I had an appointment with a certified dietician. The same dietician that I was referred to by asshole doctor who fought with me about my chosen way to eat.
Ya'll I felt so bad for this girl. She was a tiny blonde five foot nothing who had no idea what she was walking into. I sat down in her office which was festooned with "supplements". Chocolate weight loss bars and meal replacement shakes were stacked up on the desk. Her first question was, "So Jasmine. Why are you here?" My first response? "To prove Dr. ______ wrong!!" She immediately became uncomfortable. I paused to clarify that I was not angry or defensive toward her. I was angry and defensive toward this ridiculous notion that I HAD to eat this fake food shit to take care of my body.
During my appointment with Ms.Marquart, who was a doll by the way, I used words like "whole foods", "mental wellness", satiety and true hunger". She said she wanted to meet with me to measure my body fat, my metobolic rate, and to make sure I am eating enough protein that I needed to be healthy.... and that weight loss could be a different topic at a later day.
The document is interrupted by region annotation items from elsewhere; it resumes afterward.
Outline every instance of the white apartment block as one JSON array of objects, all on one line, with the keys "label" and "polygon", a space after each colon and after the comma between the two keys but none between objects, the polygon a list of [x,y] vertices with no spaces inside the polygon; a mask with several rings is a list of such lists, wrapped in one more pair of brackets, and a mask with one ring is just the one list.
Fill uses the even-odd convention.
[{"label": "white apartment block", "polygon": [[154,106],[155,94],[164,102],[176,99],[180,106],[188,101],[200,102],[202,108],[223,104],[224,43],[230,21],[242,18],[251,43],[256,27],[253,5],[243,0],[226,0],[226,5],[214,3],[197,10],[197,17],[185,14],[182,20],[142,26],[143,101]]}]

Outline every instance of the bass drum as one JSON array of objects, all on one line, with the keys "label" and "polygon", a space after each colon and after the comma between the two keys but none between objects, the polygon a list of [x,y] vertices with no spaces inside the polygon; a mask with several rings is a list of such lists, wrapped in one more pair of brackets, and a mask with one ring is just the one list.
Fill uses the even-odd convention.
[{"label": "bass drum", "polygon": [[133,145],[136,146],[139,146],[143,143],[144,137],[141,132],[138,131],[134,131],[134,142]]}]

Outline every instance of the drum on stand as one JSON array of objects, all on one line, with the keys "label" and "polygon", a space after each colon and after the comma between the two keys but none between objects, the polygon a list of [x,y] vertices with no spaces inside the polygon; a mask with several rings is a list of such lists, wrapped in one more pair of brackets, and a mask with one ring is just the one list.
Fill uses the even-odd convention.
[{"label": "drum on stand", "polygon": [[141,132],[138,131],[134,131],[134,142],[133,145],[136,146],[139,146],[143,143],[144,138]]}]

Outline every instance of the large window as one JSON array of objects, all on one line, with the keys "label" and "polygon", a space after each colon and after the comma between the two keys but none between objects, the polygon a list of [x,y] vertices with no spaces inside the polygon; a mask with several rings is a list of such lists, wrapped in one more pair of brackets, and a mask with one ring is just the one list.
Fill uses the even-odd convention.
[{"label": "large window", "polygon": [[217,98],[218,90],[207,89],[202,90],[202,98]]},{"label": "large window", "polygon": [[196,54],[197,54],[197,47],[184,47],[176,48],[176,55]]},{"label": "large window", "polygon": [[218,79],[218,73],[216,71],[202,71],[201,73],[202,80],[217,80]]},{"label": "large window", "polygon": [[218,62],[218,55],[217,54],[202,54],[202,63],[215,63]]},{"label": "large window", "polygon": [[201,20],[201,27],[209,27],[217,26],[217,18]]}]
A day after my appointment I feel a little shaken. I feel like I should weigh myself, go on a diet, go for a run, pinch my fat to see if it feels smaller, and then start all over again. I feel like I will NEVER get there. I feel like maybe it is all about being smaller.
These are called Bulimic Obsessive Notions. They are ideas that become compulsive fixations.
These notions are not what I want to focus on. I am still in the process of recovering and healing the Bulimic and disordered tendencies I have/had.
So I am rallying. Chanting to myself that I can do this. Remembering I am loved, strong, and valuable. And flipping the bird to any diet any dietician, doctor, or "helpful friend" wants to suggest to me.